REPUBLIKA.CO.ID, WASHINGTON - Pemerintah Amerika Serikat (AS) mengumumkan peringatan bagi warganya untuk tidak melakukan perjalanan ke China dalam waktu dekat. Peringatan dirilis menyusul penetapan wabah virus Corona baru oleh Badan Kesehatan Dunia (WHO) sebagai darurat kesehatan global.
Imbauan perjalanan luar negeri ke China oleh Departemen Luar Negeri AS masuk ke tingkat yang sama dengan imbauan tak melakukan perjalanan ke Irak dan Afghanistan. "Jangan berpergian ke China karena virus Corona baru yang pertama kali diidentifikasikan di Wuhan, China," demikian pengumuman berdasarkan web resmi Departemen Luar Negeri AS.
Kendati demikian, Beijing belum mengomentari peringatan perjalanan AS ke China tersebut. Namun sebagai tanggapan terhadap pernyataan WHO, seorang juru bicara kementerian luar negeri China mengatakan pihak pemerintah China telah mengambil langkah pencegahan dan kendali yang paling komprehensif dan ketat di China.
"Kami memiliki keyakinan dan kemampuan penuh untuk memenangkan perang melawan epidemi ini," kata juru bicara Kemenlu China, Hua Chunying.
Direktur Jenderal WHO Tedros Adhanom Ghebreyesus menegaskan pihaknya tidak merekomendasiskan dan menentang pembatasan perjalanan ataupun perdagangan dengan China.
Hingga Jumat (31/1) jumlah korban meninggal dunia akibat virus Corona baru di Hubei saja mencapai 204 dan terdapat 9.629 kasus infeksi sescara nasional China. Sementara sebanyak 129 kasus telah dilaporkan menyebar ke 22 negara dan wilayah, meski kematian hanya terjadi di China.

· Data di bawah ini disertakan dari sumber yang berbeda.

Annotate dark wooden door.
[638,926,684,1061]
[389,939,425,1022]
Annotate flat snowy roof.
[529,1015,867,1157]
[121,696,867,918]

Merebaknya kekhawatiran penyebaran virus Corona baru ini membuat beberapa negara menangguhkan sejumlah penerbangannya ke China. Perdana Menteri Italia Giuseppe Conte mengatakan semua lalu lintas udara antara Italia dan China akan berhenti.
Ini merupakan tindakan yang lebih drastis daripada yang dilakukan sebagian besar negara, setelah Italia mengumumkan kasus pertama yang dikonfirmasi pada dua wisatawan China. Semakin banyak maskapai berhenti terbang ke daratan Cina, termasuk KLM SA Air France, British Airways, Lufthansa Jerman dan Virgin Atlantic, sementara yang lain mengurangi penerbangan seperti Turki Airlines.
Presiden maskapai Jepang ANA Holdings (9202.T) mengatakan perusahaan itu mungkin mempertimbangkan untuk menangguhkan penerbangan China. Hingga kini pula, pemerintah negara-negara terus mengevakuasi warganya dari Hubei dan menahan mereka di karantina.
Statistik dari China menunjukkan bahwa lebih dari dua persen orang yang terinfeksi telah meninggal. Ini menunjukkan bahwa virus itu mungkin kurang mematikan dibandingkan dengan virus Corona pada Sindrom Pernafasan Akut Parah (SARS) dan Sindrom Pernafasan Timur Tengah (MERS) pada 2002 -2003.